Encrypting Web Config using ASPNET_REGIIS

16
votes

I need to encrypt certain parts of web config. After reading some tutorials I have learned that using the tool ASPNET_REGIIS is the way to go. This is what I am trying at the moment: From the Command Prompt 

ASPNET_REGIIS -pef "identity" "D:\IIS\admin.mySite.com"

"The configuration section 'system.web\identity' was not found."

ASPNET_REGIIS -pef "system.web\identity" "D:\IIS\admin.mySite.com"

"The configuration section 'system.web\identity' was not found." 

ASPNET_REGIIS -pef "system.web/identity" "D:\IIS\admin.mySite.com"

"Failed to encrypt the section 'system.web/identity' using provider 'RsaProtectedConfigurationProvider' Error message from the provider: Object already exists."

To try and see if am getting anything right I tried the following:

ASPNET_REGIIS -pef "connectionStrings" "D:\IIS\admin.mySite.com"

"Failed to encrypt the section 'connectionStrings' using provider 'RsaProtectedConfigurationProvider' Error message from the provider: Object already exists." 

ASPNET_REGIIS -pef "connectionStrings" "D:\IIS\admin.mySite.com"

"Failed to encrypt the section 'connectionStrings' using provider 'RsaProtectedConfigurationProvider' Error message from the provider: Object already exists." 

ASPNET_REGIIS -pef "DoesNotExist" "D:\IIS\admin.mySite.com"

"The configuration section 'DoesNotExist' was not found."

Help!

6
asp.netweb-config
I believe the key gets stored here: C:\Documents and Settings\All Users\Application Data\Microsoft\Crypto\RSA\MachineKeys, do you see it?

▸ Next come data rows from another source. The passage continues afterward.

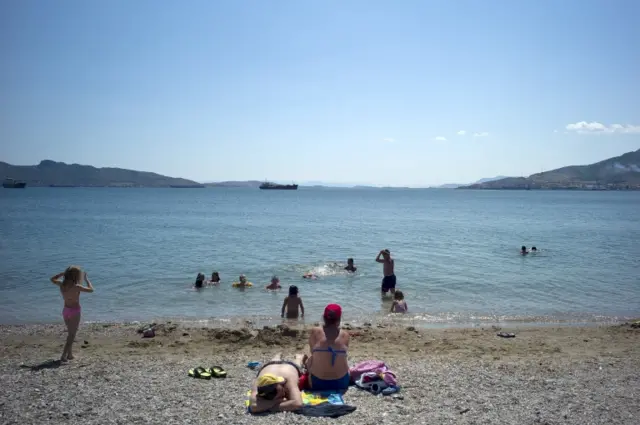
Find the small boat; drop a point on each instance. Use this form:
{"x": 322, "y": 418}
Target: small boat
{"x": 275, "y": 186}
{"x": 13, "y": 184}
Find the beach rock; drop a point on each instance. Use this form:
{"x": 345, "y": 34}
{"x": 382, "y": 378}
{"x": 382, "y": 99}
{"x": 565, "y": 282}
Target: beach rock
{"x": 143, "y": 328}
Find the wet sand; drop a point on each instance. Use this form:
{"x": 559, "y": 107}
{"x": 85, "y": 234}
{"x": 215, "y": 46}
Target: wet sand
{"x": 548, "y": 375}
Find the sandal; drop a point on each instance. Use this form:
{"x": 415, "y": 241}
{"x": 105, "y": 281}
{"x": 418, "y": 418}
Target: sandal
{"x": 200, "y": 373}
{"x": 217, "y": 372}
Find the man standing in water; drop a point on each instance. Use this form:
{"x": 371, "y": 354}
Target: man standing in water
{"x": 389, "y": 279}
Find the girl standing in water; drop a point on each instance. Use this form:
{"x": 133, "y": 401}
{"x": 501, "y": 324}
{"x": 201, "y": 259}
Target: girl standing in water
{"x": 70, "y": 287}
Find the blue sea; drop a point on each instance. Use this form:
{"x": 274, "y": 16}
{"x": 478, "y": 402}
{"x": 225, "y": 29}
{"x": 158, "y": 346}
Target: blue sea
{"x": 456, "y": 253}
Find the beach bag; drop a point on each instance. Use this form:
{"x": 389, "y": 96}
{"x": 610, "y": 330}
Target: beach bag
{"x": 376, "y": 367}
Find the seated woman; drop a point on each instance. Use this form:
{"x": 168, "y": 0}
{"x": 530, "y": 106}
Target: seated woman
{"x": 328, "y": 367}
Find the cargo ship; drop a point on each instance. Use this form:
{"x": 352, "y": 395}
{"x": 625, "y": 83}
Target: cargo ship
{"x": 13, "y": 184}
{"x": 275, "y": 186}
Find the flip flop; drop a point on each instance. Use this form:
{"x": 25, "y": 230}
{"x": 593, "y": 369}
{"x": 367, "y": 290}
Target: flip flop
{"x": 200, "y": 373}
{"x": 217, "y": 372}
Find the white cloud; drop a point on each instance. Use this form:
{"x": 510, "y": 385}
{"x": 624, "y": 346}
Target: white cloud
{"x": 584, "y": 127}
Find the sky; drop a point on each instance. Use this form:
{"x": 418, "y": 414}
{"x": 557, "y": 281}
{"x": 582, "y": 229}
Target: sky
{"x": 405, "y": 93}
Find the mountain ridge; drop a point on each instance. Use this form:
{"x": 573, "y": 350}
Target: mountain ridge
{"x": 52, "y": 173}
{"x": 618, "y": 172}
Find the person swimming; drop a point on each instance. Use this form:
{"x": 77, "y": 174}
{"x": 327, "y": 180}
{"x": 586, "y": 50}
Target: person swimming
{"x": 350, "y": 267}
{"x": 275, "y": 284}
{"x": 215, "y": 278}
{"x": 199, "y": 280}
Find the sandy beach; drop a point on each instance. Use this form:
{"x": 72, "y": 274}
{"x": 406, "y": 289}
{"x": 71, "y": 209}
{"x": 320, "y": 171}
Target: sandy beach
{"x": 545, "y": 375}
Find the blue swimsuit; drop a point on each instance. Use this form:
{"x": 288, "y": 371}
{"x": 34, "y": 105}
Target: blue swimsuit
{"x": 318, "y": 384}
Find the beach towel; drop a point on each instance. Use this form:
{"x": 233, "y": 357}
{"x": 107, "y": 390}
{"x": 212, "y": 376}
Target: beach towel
{"x": 328, "y": 404}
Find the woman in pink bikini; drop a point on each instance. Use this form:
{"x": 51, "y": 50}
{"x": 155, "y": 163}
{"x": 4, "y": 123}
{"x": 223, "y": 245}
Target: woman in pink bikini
{"x": 71, "y": 286}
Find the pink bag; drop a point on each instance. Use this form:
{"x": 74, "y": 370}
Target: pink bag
{"x": 376, "y": 366}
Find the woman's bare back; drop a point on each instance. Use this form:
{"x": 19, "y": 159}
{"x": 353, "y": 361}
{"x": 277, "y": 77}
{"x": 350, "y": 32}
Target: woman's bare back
{"x": 71, "y": 296}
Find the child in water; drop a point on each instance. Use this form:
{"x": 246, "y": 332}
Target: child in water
{"x": 242, "y": 281}
{"x": 70, "y": 287}
{"x": 291, "y": 304}
{"x": 399, "y": 304}
{"x": 275, "y": 284}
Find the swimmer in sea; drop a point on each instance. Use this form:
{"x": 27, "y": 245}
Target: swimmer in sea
{"x": 389, "y": 277}
{"x": 275, "y": 284}
{"x": 292, "y": 303}
{"x": 350, "y": 267}
{"x": 242, "y": 281}
{"x": 215, "y": 278}
{"x": 199, "y": 281}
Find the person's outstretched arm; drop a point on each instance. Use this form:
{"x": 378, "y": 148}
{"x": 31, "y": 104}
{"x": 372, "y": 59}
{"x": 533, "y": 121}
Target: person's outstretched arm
{"x": 56, "y": 279}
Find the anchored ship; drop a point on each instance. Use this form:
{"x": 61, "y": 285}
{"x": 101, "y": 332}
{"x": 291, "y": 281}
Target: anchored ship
{"x": 275, "y": 186}
{"x": 13, "y": 184}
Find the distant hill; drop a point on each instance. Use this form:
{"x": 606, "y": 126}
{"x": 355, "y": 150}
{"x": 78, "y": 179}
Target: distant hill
{"x": 617, "y": 172}
{"x": 457, "y": 185}
{"x": 51, "y": 173}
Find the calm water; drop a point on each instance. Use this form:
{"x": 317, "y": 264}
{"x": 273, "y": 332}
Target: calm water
{"x": 456, "y": 252}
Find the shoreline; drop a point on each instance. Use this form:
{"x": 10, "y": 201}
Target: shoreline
{"x": 418, "y": 320}
{"x": 570, "y": 375}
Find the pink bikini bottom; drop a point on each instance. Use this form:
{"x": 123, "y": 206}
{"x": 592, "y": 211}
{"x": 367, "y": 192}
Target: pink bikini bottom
{"x": 69, "y": 312}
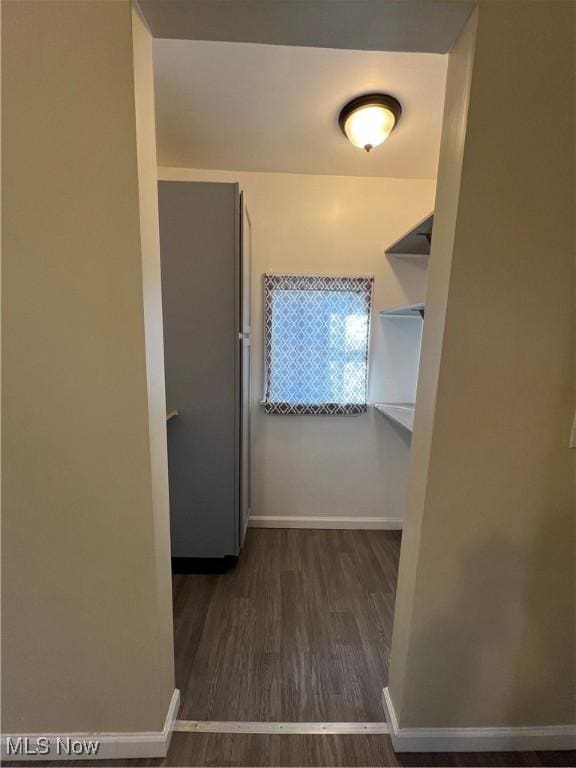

If so, try removing it and running the encryption with connectionStrings as a test to see if it works.StoriKnow
For Windows 7 and onward, it looks like they are stored here C:\ProgramData\Microsoft\Crypto\RSA\MachineKeysdana

6 Answers

35
votes

I had a similar problem and when I tried running it from a command prompt with elevated privileges ("run as administrator") solved the problem.

7
votes

Try this:

ASPNET_REGIIS -pef "system.web/identity" "D:\IIS\admin.mySite.com"

If the section you are trying to encrypt is not directly under the configuration element you need to supply the full path to it.

3
votes

The "object not found" error message occurs when aspnet_regiis runs as a user who cannot read the RSA key container.

The keys are held in the "C:\Documents and Settings\All Users\Application Data\Microsoft\Crypto\RSA\MachineKeys". The default key container is named "NetFrameworkConfigurationKey". Make sure you have read permission to this key container.

Note that you'll need to grant read access to the identity under which your app will run. The easiest method to do this is via the aspnet_regiis tool: aspnet_regiis -pa "NetFrameworkConfigurationKey" "Yourdomain\username".

3
votes

1- Run cmd as administrator 2- go to the aspnet_regiis.exe command line folder

3-To Encrypt: aspnet_regiis.exe -pef "connectionStrings" "C:..\YourApplication" -prov "DataProtectionConfigurationProvider

4-To Decrypt: aspnet_regiis.exe -pdf "connectionStrings" "C:..\YourApplication"

1
votes

I'm so glad with this post and I would like to confirm on how to encrypt the connection string and also how to decrypt it using ASPNET_REGIIS Tool :

For encryption : 

aspnet_regiis.exe -pef "connectionStrings" "D:\ProjectAcc"

For Decryption : 

aspnet_regiis.exe -pdf "connectionStrings" "D:\ProjectAcc"

N.B:

  • When I'm doing this operation I found some issues I would like to notify it :

1) The operation of encryption filed at first because I didn't install ASP.NET run time to IIS by running as the following command:

C:\Windows\Microsoft.NET\Framework\v4.0.30319\aspnet_regiis.exe -i

2) when I was working on the first issue I got another silly one :), which is every time I installed it I got this error :

An error has occurred: 0x8007b799 You must have administrative rights on this machine in order to run this tool.

Solution : Turning off the UAC fixes this issue. From Start Menu > Control Panel > System and Security > Action Center > Choose Your UAC Level - Set this to Never Notify (Requires a restart).

Thank you and I wish that I could help.

0
votes

I test aspnet_regiis.exe -pef "connectionStrings" "C:..\YourApplication", if not run as administrator, it will have error "Object already exists". If run it as administrator, it works.